Another limitation of our study is that with the exception of patient P02 and P03 (offspring and mother), we were not able to obtain parental data for patients under the study. As previously reviewed [19], several studies demonstrated that de novo repeat contraction may account for a surprisingly high percentage of FSHD patients (10%-33%) [20, 21], and this high incidence can be partly explained by the presence of parental mosaicism for 4q short alleles that has been reported in 19% of de novo cases [22, 23]. Among the three patients with post-zygotic mosaicism in our study (P04, P05 and P06), one of them (P05) had a family history of FSHD and a relatively late onset at age 31. Detailed examination of medical records showed that P05 was a female patient who was referred to the clinic due to mild symptoms and due to a confirmed diagnosis of an offspring with early-onset FSHD. Note that we were unable to determine the genetic origin of the pathogenic mutation in P05 due to the lack of parental data; similarly, we were unable to determine whether the contracted repeat number differs between P05 and her offspring as the offspring did not consent in this study. Nevertheless, this case represented an interesting example where post-zygotic mosaicism was inferred in a patient suspected to carry germline mosaicism, corroborating previous reports that a substantial fraction of mosaic parents with germline mosaicism in oogenesis may have been overlooked [23]. As repeat contraction may occur very early in embryonic development for a fraction of asymptomatic parents with affected children, improved understanding of the co-existence of low levels of germline and somatic mosaicism in parental genomes may have important implications for genetic counseling, especially with respect to recurrent risk estimation [24, 25]. Future studies that include parental data regardless of whether parents were affected with FSHD can help further clarify this question, and help characterize the existence [20, 26] or absence [27, 28] of genetic anticipation in FSHD.
Another limitation of the current study is that we used blood samples for molecular diagnosis, rather than muscle biopsy from affected areas. However, in practice, obtaining sufficient amounts of DNA with high integrity may be more difficult on muscle biopsy, therefore limiting our ability to compare results between blood and tissues in the current study. It is conceivable that somatic contractions that are only present in affected areas/tissues may not be detectable in blood samples, and can result in false negative results. Similarly, analyzing two separate samples from the same subject can help identify false positive calls, especially for low levels of mosaicism. Nevertheless, given that the disease manifestation of FSHD involves multiple areas (such as face, shoulder blades and upper arms) in our patient cohorts, and that we did not observe asymmetric involvement of affected areas, the disease causal mutations are more likely to be inherited, germline de novo or post-zygotic mutations during early embryogenesis, rather than somatic mutations in muscle tissues in specific areas.
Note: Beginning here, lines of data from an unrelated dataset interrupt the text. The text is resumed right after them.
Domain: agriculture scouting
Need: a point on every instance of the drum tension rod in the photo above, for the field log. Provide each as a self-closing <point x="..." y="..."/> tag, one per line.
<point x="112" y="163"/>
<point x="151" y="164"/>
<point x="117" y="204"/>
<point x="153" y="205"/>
In conclusion, we established the technical feasibility of using Bionano Genomics’s Saphyr platform to perform molecular diagnosis of FSHD, and discussed a number of advantages, limitations and possible modifications that may improve the detection accuracy and reliability. With the ever decreasing cost of performing genome mapping on the single-molecule optical mapping platform, and the recent introduction of Direct Label and Stain technology, we expect that this method may be widely applied in research and clinical settings of FSHD, and may potentially expedite the genetic studies on this devastating disease. Lastly, this study may serve as a model, which demonstrated how the workflow can be applied to other rare diseases involving complex genomic structural changes.
MATERIALS AND METHODS
Sample selection
The study was approved by the Institutional Review Board of the Peking Union Medical College of the Chinese Academy of Medical Sciences. Our primary patient cohort consists of five patients, including two from the same family (P02 and P03). Four of the patients have a family history of FSHD, but one patient (P04) is sporadic (Table 1). All the patients had a molecular diagnosis of FSHD by Southern blots, and two of the patients were suspected to carry mosaicism based on Southern blots, though the exact fraction and the parental origin of the chromosome with post-zygotic contraction cannot be determined. We stress here that the Southern blot and optical mapping on this cohort were blindly performed in two separate institutions without information from each other, yet the final results are consistent. Our second patient cohort consists of two patients suspected to have FSHD, but without a prior molecular diagnosis. Additionally, existing data on two unaffected adult subjects without FSHD, as well as the publicly available data on NA12878, were included in the study as negative controls.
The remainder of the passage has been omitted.